Dolan looked at the five of them and took a deep breath before speaking.
"We have… technical problems…. That make it impossible
for us to confirm the identities you gave us. But for the moment I have
to assume you are telling me the truth and you are NOT hostiles. There
was very good reason to believe that any stranger in this area WAS hostile.
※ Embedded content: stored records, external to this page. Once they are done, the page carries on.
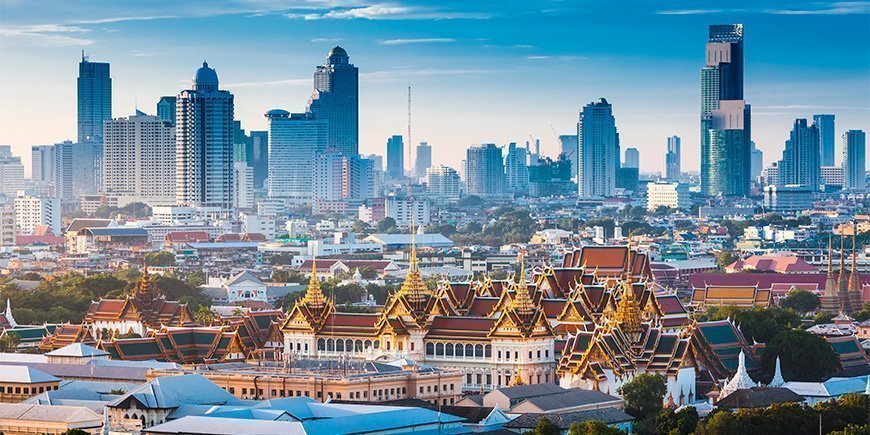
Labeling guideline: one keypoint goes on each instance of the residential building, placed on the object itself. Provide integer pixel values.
(484, 171)
(599, 155)
(296, 140)
(825, 126)
(336, 100)
(854, 159)
(800, 158)
(204, 144)
(139, 160)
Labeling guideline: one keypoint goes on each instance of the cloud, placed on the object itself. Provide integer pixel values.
(415, 41)
(45, 35)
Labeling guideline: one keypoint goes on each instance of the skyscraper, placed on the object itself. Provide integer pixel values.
(484, 171)
(204, 144)
(395, 157)
(94, 99)
(296, 140)
(854, 159)
(672, 159)
(598, 150)
(336, 100)
(423, 160)
(725, 116)
(139, 160)
(800, 158)
(825, 124)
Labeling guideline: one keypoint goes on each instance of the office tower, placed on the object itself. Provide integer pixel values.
(11, 172)
(166, 109)
(94, 99)
(568, 147)
(139, 160)
(423, 160)
(443, 183)
(725, 154)
(395, 157)
(336, 100)
(259, 159)
(672, 159)
(854, 156)
(204, 144)
(632, 158)
(756, 161)
(825, 124)
(599, 150)
(516, 172)
(32, 211)
(484, 171)
(295, 140)
(243, 186)
(800, 158)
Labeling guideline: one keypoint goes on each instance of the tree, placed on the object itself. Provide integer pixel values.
(804, 356)
(801, 301)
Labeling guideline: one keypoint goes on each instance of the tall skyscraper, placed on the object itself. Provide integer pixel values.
(854, 159)
(599, 150)
(336, 100)
(484, 171)
(204, 144)
(166, 109)
(395, 157)
(568, 146)
(672, 159)
(423, 160)
(800, 158)
(139, 160)
(825, 124)
(94, 99)
(296, 140)
(725, 116)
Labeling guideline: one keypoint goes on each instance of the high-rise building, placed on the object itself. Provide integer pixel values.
(484, 171)
(336, 100)
(94, 99)
(423, 160)
(296, 140)
(516, 171)
(568, 146)
(825, 124)
(854, 159)
(395, 157)
(599, 150)
(166, 109)
(725, 154)
(632, 158)
(443, 183)
(204, 144)
(673, 170)
(139, 160)
(800, 158)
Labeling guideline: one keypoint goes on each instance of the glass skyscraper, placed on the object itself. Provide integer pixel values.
(336, 100)
(725, 116)
(94, 99)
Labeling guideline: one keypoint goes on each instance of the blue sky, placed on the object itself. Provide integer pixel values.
(493, 71)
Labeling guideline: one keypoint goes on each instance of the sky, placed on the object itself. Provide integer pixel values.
(480, 71)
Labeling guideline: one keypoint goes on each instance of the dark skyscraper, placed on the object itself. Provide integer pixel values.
(94, 99)
(825, 124)
(725, 116)
(336, 100)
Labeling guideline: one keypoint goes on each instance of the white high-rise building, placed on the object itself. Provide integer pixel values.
(294, 143)
(204, 144)
(32, 211)
(139, 160)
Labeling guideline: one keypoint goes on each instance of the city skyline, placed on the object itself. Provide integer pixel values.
(436, 51)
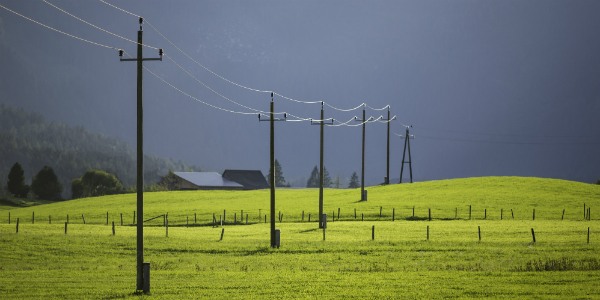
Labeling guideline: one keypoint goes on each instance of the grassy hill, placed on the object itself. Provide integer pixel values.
(418, 259)
(448, 199)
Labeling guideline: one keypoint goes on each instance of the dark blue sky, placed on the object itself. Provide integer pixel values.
(492, 88)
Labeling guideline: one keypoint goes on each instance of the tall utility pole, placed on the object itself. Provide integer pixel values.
(409, 162)
(387, 174)
(272, 170)
(321, 172)
(362, 175)
(140, 157)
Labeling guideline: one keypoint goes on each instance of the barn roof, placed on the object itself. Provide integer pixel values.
(250, 179)
(208, 179)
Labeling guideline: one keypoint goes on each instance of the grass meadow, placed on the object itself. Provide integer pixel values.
(42, 262)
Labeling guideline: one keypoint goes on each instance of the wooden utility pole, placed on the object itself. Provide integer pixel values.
(272, 166)
(322, 167)
(407, 138)
(140, 156)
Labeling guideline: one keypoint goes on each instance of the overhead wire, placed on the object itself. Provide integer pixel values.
(227, 80)
(62, 32)
(114, 34)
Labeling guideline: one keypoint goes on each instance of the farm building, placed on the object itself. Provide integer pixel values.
(230, 180)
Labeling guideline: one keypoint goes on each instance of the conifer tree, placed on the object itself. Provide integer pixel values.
(16, 181)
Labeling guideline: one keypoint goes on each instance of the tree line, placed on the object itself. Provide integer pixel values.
(70, 151)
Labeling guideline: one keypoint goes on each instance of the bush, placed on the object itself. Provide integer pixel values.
(46, 185)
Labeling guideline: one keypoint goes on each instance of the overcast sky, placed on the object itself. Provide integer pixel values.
(491, 88)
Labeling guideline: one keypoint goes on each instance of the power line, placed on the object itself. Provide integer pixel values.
(129, 40)
(51, 28)
(513, 135)
(510, 143)
(227, 80)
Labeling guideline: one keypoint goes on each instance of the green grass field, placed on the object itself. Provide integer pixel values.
(192, 262)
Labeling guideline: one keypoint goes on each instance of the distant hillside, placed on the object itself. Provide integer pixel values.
(27, 138)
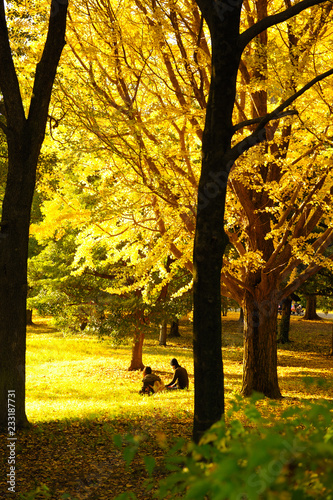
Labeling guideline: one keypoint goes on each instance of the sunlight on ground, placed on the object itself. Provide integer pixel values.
(82, 377)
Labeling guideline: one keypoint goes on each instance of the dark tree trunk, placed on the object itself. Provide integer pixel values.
(210, 239)
(174, 329)
(311, 308)
(241, 316)
(163, 333)
(285, 321)
(29, 317)
(224, 306)
(260, 348)
(136, 361)
(24, 140)
(218, 156)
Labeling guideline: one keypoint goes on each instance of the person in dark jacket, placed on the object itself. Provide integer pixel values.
(148, 381)
(180, 378)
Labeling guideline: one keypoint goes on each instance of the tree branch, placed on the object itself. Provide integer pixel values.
(9, 84)
(253, 121)
(274, 19)
(259, 135)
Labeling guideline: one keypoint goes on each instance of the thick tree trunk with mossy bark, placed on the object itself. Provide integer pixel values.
(260, 346)
(210, 239)
(24, 140)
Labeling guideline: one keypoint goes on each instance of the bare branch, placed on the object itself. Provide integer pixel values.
(269, 21)
(253, 121)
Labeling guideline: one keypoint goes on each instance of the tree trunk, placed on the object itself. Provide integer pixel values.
(241, 316)
(311, 306)
(163, 333)
(285, 321)
(24, 140)
(136, 361)
(260, 348)
(174, 329)
(29, 317)
(210, 240)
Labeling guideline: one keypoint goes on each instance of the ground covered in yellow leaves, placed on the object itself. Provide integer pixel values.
(80, 395)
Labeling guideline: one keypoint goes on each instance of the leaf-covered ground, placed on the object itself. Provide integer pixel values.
(80, 395)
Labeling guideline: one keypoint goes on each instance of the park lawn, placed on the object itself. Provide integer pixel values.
(80, 394)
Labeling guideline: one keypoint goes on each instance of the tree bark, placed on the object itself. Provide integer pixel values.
(311, 308)
(136, 361)
(260, 348)
(29, 317)
(285, 321)
(210, 239)
(174, 329)
(24, 140)
(163, 333)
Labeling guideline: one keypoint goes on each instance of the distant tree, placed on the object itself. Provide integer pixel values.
(219, 154)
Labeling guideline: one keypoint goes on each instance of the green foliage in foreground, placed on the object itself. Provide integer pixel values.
(253, 457)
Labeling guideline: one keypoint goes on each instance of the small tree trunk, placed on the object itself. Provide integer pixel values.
(260, 348)
(311, 306)
(241, 316)
(29, 317)
(224, 306)
(285, 321)
(174, 329)
(163, 333)
(136, 361)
But in this instance…" He stopped and drew himself up. "I'm
sorry, that sounds like we are making excuses. There are NO excuses for
the injuries inflicted on you all. For that you have my unreserved apology.
All of you."
Terry looked as if he was about to spit in the Major's eye over his apology
but Chrístõ put a calming hand over his and on behalf of
them all accepted it. That seemed to ease some of the tension.
"Are we free to leave?" Cassie asked. "If you know it was
a mistake."
"Trespassing into a military area IS serious. But I would be prepared
to let it go. Yes, essentially you ARE free to leave. But I would ask
you to remain here for the time being. There is a situation….. and
for your own safety…"
"Tom, what's going on here?" Sammie asked. The Major turned
to Sammie. His eyes seemed to betray emotions that hardened members of
elite army units were not supposed to have.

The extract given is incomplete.